Entre os múltiplos desafios apresentados aos participantes, estes precisam aplicar uma aproximação compreensiva em uma missão de paz internacional, incluindo o papel com relação ao país anfitrião, promovendo o entendimento mútuo, confiança, cooperação, interoperabilidade e interconectividade.

Eles também precisam entender e aplicar a gestão de comando/missão, tarefas e funções de elementos de Estado-Maior (EM), procedimentos e estruturas, e todo o processo de planejamento coordenado, além de entender e aplicar conceitos operacionais atuais refletindo os desafios do presente e do futuro em operações de paz internacionais.

Seis países sediram “sites” do exercício: a SUÉCIA, BULGÁRIA, FINLÂNDIA, IRLANDA, SÉRVIA e o BRASIL.

A infraestrutura disponibilizada em Brasília envolveu a utilização de estruturas do COTER e do CMP para o recebimento de 122 pessoas (audiência de treinamento) divididas entre o Exército Brasileiro, com 37 pessoas distribuídas entre o gabinete do comandante do Exército (GAB CMT), Estado Maior do Exército (EME), Comando de Operações Terrestres (COTER), Departamento de Engenharia e Construção (DEC), Departamento de Ciência e Tecnologia (DCT), Comando Militar do Planalto (CMP), Centro Conjunto de Operações de Paz do Brasil (CCOPAB), Escola de Comando e Estado Maior do Exército (ECEME), Escola de Aperfeiçoamento de Oficiais (EsAO), Academia Militar das Agulhas Negras (AMAN), Centro de Adestramento – Leste (CA-Leste) e Centro de Adestramento – Sul (CA-Sul); a Força Aérea Brasileira com 07 pessoas, a Marinha do Brasil com 02 pessoas; os convidados e participantes/organizadores, totalizando 38 pessoas da Suécia, Argentina, EUA, Canadá, México, França, Alemanha, Guatemala, Colômbia, Peru, China, Emirados Árabes, Uruguai, Paraguai, El Salvador; mais os civis (11) oriundos do Brasil, Suécia, Portugal, EUA, Costa Rica, Ucrânia, Croácia; e completando o grupo, os policiais militares, um total de 09 profissionais divididos entre o Distrito Federal e o Estado de São Paulo.

Caracterizado como uma Operação de Paz com Mandato sob o Capítulo VII da Carta da ONU e conduzido em um ambiente assimétrico, o Viking 2018 alinhavou 16 temas: Defesa cibernética; Ambiente seguro e estável; Controle do espaço aéreo; Forças irregulares; Crime organizado; Companhias militares privadas; Cooperação e coordenação; Assistência humanitária; Proteção de civis; IDP´s & refugiados; Migração de massas; Direitos humanos; Construção de Estado; Gênero; Estado de Direito; Prevenção de violência sexual em conflito.

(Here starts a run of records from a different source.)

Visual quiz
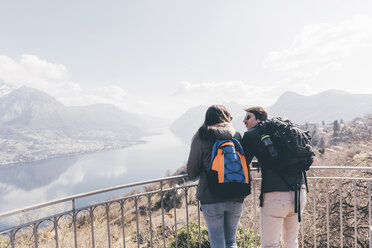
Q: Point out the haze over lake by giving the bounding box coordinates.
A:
[0,131,189,212]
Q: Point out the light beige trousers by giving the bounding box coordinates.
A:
[260,189,306,248]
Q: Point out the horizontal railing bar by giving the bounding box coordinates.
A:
[0,210,74,235]
[0,166,372,218]
[0,184,198,234]
[0,174,187,218]
[310,166,372,170]
[307,177,372,181]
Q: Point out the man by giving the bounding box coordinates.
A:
[242,106,306,248]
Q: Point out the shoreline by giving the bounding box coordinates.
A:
[0,139,149,168]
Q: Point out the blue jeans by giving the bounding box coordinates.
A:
[202,201,243,248]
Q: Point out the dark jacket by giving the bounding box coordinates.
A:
[187,123,244,204]
[242,124,305,193]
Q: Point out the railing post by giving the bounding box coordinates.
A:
[160,181,165,248]
[134,197,140,248]
[89,207,95,248]
[54,217,59,248]
[34,223,39,248]
[338,181,344,247]
[120,200,126,248]
[353,180,358,248]
[10,230,15,248]
[185,188,190,248]
[147,194,153,247]
[105,204,111,248]
[173,190,178,248]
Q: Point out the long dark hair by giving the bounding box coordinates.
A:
[199,104,232,140]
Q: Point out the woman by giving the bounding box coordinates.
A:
[187,105,244,248]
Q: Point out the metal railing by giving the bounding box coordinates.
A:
[0,166,372,248]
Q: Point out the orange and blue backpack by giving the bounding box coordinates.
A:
[207,139,251,199]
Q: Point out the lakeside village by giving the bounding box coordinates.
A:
[0,131,146,166]
[0,115,372,166]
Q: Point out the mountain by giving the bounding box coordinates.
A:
[0,87,169,136]
[0,87,168,164]
[170,102,245,144]
[171,90,372,144]
[267,90,372,124]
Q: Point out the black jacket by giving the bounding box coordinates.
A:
[187,123,244,204]
[242,124,305,193]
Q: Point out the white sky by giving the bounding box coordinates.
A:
[0,0,372,119]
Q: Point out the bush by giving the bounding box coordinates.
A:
[169,222,254,248]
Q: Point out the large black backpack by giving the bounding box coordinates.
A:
[258,117,314,222]
[259,117,314,174]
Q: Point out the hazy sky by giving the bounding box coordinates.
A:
[0,0,372,118]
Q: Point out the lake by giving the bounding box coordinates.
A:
[0,131,190,215]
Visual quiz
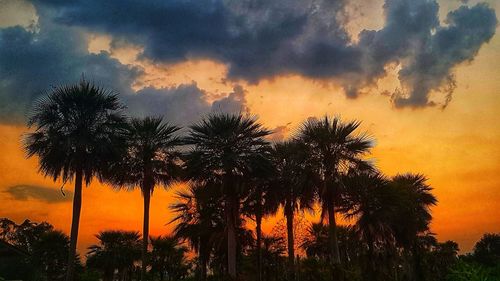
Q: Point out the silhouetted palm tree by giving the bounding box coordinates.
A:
[170,180,224,281]
[31,230,69,281]
[24,80,128,281]
[298,116,372,274]
[271,141,315,280]
[186,114,270,279]
[87,230,141,281]
[107,117,181,280]
[343,173,398,280]
[151,236,188,281]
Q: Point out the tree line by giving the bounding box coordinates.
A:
[0,80,496,281]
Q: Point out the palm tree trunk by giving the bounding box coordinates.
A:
[255,210,262,281]
[328,202,342,280]
[226,195,238,280]
[66,169,83,281]
[366,235,377,281]
[198,250,207,281]
[141,189,151,281]
[285,200,295,280]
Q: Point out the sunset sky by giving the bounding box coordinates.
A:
[0,0,500,252]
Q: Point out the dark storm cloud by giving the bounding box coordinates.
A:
[0,0,497,116]
[123,83,210,125]
[0,21,141,123]
[0,9,245,125]
[394,4,497,107]
[212,85,249,114]
[4,185,73,203]
[32,0,497,107]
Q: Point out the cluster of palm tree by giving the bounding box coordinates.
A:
[25,81,442,281]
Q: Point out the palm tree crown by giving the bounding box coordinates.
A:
[185,114,270,278]
[24,80,125,281]
[25,80,125,184]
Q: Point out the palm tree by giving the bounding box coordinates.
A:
[186,113,270,279]
[390,174,437,280]
[343,172,398,280]
[298,116,372,274]
[24,80,125,281]
[170,182,224,281]
[151,236,188,281]
[87,230,141,281]
[242,162,279,281]
[272,140,314,280]
[106,117,181,280]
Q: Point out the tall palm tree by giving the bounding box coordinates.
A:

Bogaland, o País fictício criado para o Exercício, apresentou um cenário refletindo desafios de missões de paz atuais como as crises na África e Oriente Médio; potencializou a interação civil-militar; suscintando a discussão de mandatos, temas e incidentes que iniciam uma coordenação multifuncional e ofereceu uma dinâmica do conflito complexa, permitindo assim jogos simultâneos em diferentes níveis.